학술논문

A comparative study between Gray Wolf and particle swarm algorithms use for optimization of cost in composite beam
Document Type
Original Paper
Source
Soft Computing: A Fusion of Foundations, Methodologies and Applications. 28(9-10):6571-6593
Subject
Cost optimization
Composite beam
Sensitivity analysis
Particle swarm optimization
Gray Wolf optimization
Language
English
ISSN
1432-7643
1433-7479
Abstract
The application of Particle Swarm Optimization (PSO) and Gray Wolf Optimization (GWO) as meta-heuristic techniques for cost optimization of composite beams (CBs) was evaluated.
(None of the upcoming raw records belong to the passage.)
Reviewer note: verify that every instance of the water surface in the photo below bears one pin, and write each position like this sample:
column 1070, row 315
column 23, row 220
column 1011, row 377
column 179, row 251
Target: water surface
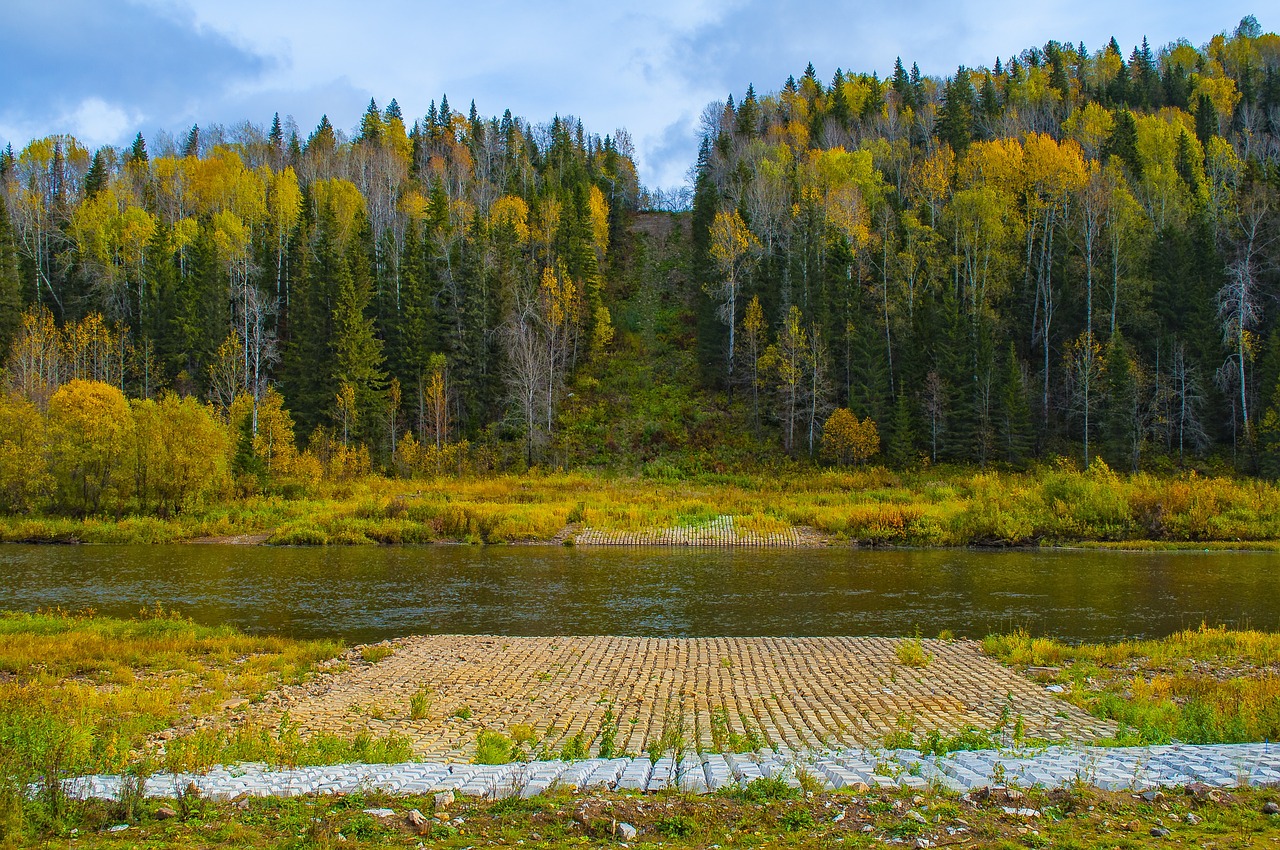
column 368, row 593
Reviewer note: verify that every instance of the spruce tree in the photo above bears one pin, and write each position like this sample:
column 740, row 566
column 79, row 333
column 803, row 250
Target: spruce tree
column 138, row 150
column 357, row 352
column 1206, row 119
column 955, row 118
column 277, row 135
column 1120, row 425
column 192, row 145
column 1123, row 142
column 1269, row 438
column 901, row 444
column 1015, row 411
column 10, row 284
column 371, row 124
column 96, row 177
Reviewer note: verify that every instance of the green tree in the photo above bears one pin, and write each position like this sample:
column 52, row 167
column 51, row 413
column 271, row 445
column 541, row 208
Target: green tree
column 357, row 350
column 955, row 117
column 23, row 469
column 90, row 439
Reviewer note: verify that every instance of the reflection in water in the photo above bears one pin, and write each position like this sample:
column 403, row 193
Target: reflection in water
column 366, row 593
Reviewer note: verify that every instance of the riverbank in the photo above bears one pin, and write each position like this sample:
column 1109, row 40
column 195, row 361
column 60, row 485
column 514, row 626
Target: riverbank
column 760, row 814
column 82, row 695
column 944, row 507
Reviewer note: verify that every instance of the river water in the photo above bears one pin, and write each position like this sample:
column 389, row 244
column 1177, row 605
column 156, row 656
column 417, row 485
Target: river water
column 369, row 593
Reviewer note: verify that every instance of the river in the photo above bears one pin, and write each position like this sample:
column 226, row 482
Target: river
column 369, row 593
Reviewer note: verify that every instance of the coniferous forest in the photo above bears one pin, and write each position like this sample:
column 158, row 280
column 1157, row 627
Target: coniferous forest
column 1069, row 252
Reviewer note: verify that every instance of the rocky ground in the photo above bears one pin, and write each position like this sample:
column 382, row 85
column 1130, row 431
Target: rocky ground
column 713, row 693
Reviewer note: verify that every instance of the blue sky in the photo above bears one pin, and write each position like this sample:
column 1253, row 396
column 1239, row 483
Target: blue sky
column 105, row 69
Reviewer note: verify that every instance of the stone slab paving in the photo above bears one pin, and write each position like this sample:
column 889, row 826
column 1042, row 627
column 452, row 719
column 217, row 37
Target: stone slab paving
column 792, row 693
column 1110, row 768
column 721, row 531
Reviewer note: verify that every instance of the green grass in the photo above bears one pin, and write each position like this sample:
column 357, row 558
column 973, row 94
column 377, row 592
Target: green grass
column 85, row 694
column 1200, row 686
column 938, row 507
column 1069, row 818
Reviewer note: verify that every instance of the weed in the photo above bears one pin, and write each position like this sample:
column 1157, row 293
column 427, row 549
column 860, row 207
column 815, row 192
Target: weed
column 496, row 748
column 675, row 826
column 798, row 821
column 912, row 653
column 574, row 749
column 764, row 790
column 420, row 703
column 726, row 739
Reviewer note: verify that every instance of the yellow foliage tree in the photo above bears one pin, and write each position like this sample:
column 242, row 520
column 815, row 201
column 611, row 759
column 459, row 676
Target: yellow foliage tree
column 845, row 439
column 734, row 247
column 35, row 365
column 90, row 437
column 23, row 470
column 599, row 210
column 511, row 211
column 274, row 443
column 182, row 452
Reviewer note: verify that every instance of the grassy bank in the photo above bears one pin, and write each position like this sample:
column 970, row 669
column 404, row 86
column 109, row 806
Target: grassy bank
column 764, row 814
column 1200, row 686
column 1054, row 505
column 83, row 694
column 86, row 694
The performance of PSO and GWO was compared to the existing techniques in the literature, and the results demonstrated that the cost-saving achieved with PSO and GWO was significantly better. The PSO and GWO were also compared to Social Harmony Search (SHS) and the finding indicated that GWO generated better solutions. A parametric study and sensitivity analysis were conducted using GWO to investigate the effectiveness of different load combinations, beam spans, and slab thicknesses on optimal total cost. The results showed that the optimum cost was sensitive to slab thickness, highlighting the importance of selecting an appropriate thickness in CBs’ design.